Ben talks to book fondlers

I spent the labor day weekend organizing my office. This can at times seem like a Sisyphean task, throwing out, recycling, giving things away to garage sales or Goodwill, and selling books. I actually managed to make some rather stunning progress over the course of three days, but it has led me to inescapable conclusion:

I have too much stuff, especially media.

My Dad did a recent post on the benefits of physical books, quoting Churchill’s advice to hold you books from time to time, even if you’re not going to read them. Dad actually has a pretty even hand, promoting a both/and culture, though still seeming to prefer the tangible qualities of books as keepsakes and memories. And I have to admit, having some of my grandmother’s old Bible’s is pretty cool.

But there are others who practice an almost fanatical devotion to the physical book, regardless of content or context. They speak of the smell of the pages, the bookmarks and other items they hide in-between the covers. They evoke the touch of aged yellowing paper, the satisfaction of physical weight, etc.

As someone who has been surrounded by books all his life I think these sorts of people need a reality check (albeit a playful one).

The physical book is a piece of technology: The printed book is an amazing technological achievement, and has been responsible for the democratization of knowledge and story telling. But at the end of the day it is just one kind of medium with a certain set of properties. Books have permanence, even cheap ones can last decades. They only require energy in their initial creation (as opposed to the battery powered e-Reader). Books can be any size and shape, with variations in quality of paper, typeface and binding.

The modern eReader is light, holds charge for a long time, can hold thousands of books, and is roughly the size of a paperback. If we’re talking the Nook in specific, it is contoured to fit comfortably in your hand, turning pages with a gesture or button press. And it is free from the distractions of tablets and computers (even the Kindle Touch has games and a browser which can be occasionally diverting). Millions of books are available within seconds and you can hold a library in your hand you’d need a whole house to store.

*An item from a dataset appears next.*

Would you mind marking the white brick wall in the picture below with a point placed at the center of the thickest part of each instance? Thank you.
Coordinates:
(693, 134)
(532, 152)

The best books make the best use of their medium. The printed sci-fi paperback, mystery novel, literary genre, romance novel etc. is really no different in one form or the other. Sure the weight of a big book can make it feel like an accomplishment, but the younger generation is already pretty used to the idea of non-physical gratification. The artbook, the colorful textbook, the children’s book (sometimes) are better suited to paper. But well crafted tablet eBooks and apps can offer ways to tell a story books cannot.

Not all books are created equal: As I organize and try to live well in my house, I need to be able to differentiate between the book I’ll read once (if that), and the book I’ll keep coming back to. If it’s a book I love, I’ll get the nicest copy possible (but I’ll probably also keep an electronic copy for everyday use). Almost all technical references are better served on a tablet device (which can hold 1000 pages as easily as 100) and have search capabilities and hyperlinks. These books don’t need the permanence of dead trees, as they’ll be out of date in 5-10 years anyway.

One of the reasons I wrote an electronic Fractal reference was because there were so few affordable and available for the eReader. More than half of my research was done using dead tree books, often the day’s work had to be carefully selected, as my bag could only carry a couple of books at a time. Sure I love having two shelves of fractal books, but it would be equally nice to just carry them on a tablet when I’m working out.

Keep memories: Keep your nice books that have meaning to you. I’m not the kind of guy who writes in books, but reading the marginalia of my other relatives is nice. But just because something is old does not mean it is precious. I have plenty of old books I obtained cheaply from Half Price Books or library sales that have little particular significance to me (even if occasionally the old cover is cool). But bookshelves don’t show cool old covers, but well organized eBook libraries can. Agatha Christie is a good example. I have about two dozen of her books on my eReader, and a number of old paperbacks. She’s one I’ll replace with an eBook copy, then sell the physical.

I guess my message is, it’s okay to have stuff, just don’t have it because you acquired it thoughtlessly. I’ve lived a life where books just piled up, and now I’m having to weed them back just to make my places of writing and working livable again. I like having some physical books (my complete Peanuts collection is a treasure for example), and I certainly have a lot of kids books and Hardy Boys in the wings for my hypothetical child to enjoy. But I also had a lot of junk that kept me from getting the most out of my library. And even a lot of the things I enjoy for entertainment’s sake, are best kept on a device that doesn’t get bigger with each book I add. Interests change over time, and an eReader full of books I no longer want to read at least isn’t keeping my door from opening.

Woo rambling post. Got any thoughts of your own?


Filed under Books + Publishing

2 responses to “Ben talks to book fondlers

  1. I admit I’m a fondler too. I love very old books, just because they are very old. I’ve got several on my shelves that I purchased for that reason, but never read. I’ve got others that I purchased because they were old, ended up reading and loving them. Rootabega Stories by Carl Sandburg is one example, from the $1 rack at Powell’s bookstore. In about 36 hours it became a favourite bedtime story book for my daughter. Wacky and incomprehensible, but oh so funny. And I feel it’s more satisfying to watch my progress through a physical book than an electronic book.